「私も植毛しているんですよ、フフフ」
院内に入ると個室に案内され、「薄毛を気にしたのはいつからか、どのあたりが気になるか、シャンプーは毎晩しているか」など、薄毛に関するヒアリングを女性スタッフから受けた後に、薄毛の最新治療の説明を長々と聞いた。
「女性が話す医学的な話は、私にとっては『とっくに知っている』という情報ばかりでした。でも、モニターの仕事に徹するために『そうなんですか、へー』と初めてのような顔をしていました」
女性スタッフは小型カメラを使ってIさんの頭皮を写し、「森」の中がいかに危機的状況に陥っているかを説明した。「50代になれば、どんな人でも多少は危機的状況になるだろう」とIさんが思って聞いていると、このクリニックの理事長という、石原軍団のような存在感のある紳士が登場した。
彼はダブルのスーツに白髪交じりのオールバックで、自分の髪を見せながら、「私も植毛しているんですよ、フフフ」と鷹揚な笑顔を浮かべ、植毛がいかに簡単で安全に行われるかを話し出したという。

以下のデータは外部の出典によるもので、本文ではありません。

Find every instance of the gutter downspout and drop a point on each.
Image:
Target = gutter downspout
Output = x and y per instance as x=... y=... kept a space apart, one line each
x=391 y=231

「この御仁は、ちょっとカタギの感じがしませんでした。でも、こういうキャラクターの方にはお目にかかる機会がないので、私には新鮮でした」
Iさんは自宅に帰り、院内の様子やサービス内容について詳細なレポートにまとめて報告した。すると、「とても丁寧な報告で、細部まで伝えてもらえてよかった」とモニターを依頼した会社から言われ、その後も数回にわたって別の薄毛クリニックのモニターを頼まれた。

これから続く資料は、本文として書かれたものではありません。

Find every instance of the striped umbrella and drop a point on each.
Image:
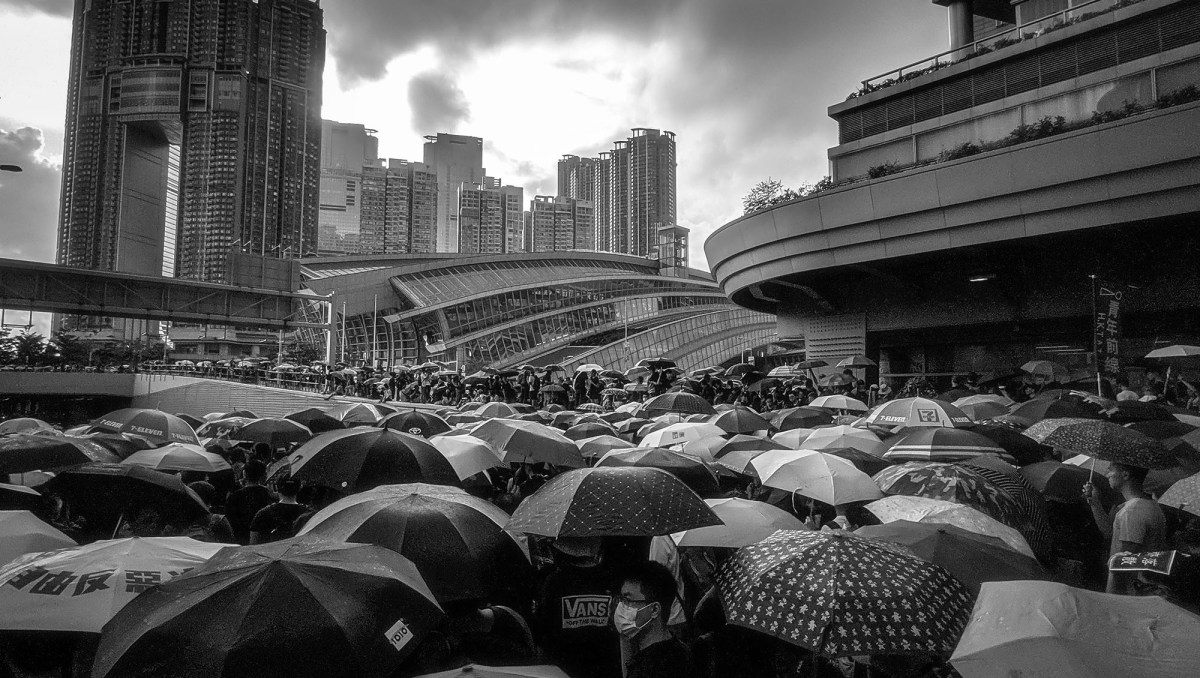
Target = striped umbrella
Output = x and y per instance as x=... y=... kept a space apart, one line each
x=940 y=445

いずれも都内の自宅から電車で行ける距離で、カウンセリングだけでなく、ヘッドスパなどを体験することもあった。ほかにも、保険相談や脱毛など合計10カ所ほどの体験モニターの仕事をし、2~3カ月で合計2万円ほどの報酬を受け取ったそうだ。
「お小遣い程度の収入にしかなりませんが、いろんな人に会えて面白かったです。研究室の世界しか知らなかった自分には、いい気分転換になりました」
体験モニターの仕事の中には悪質なものもあるので、注意が必要だ。「覆面調査」というのは表向きで、実際は集客目的のモニターもあるようだ。幸い、Iさんはトラブルに巻き込まれるようなことはなかったようだが、報酬が支払われないというトラブルも起こっているので、副業する人は注意しなければいけない。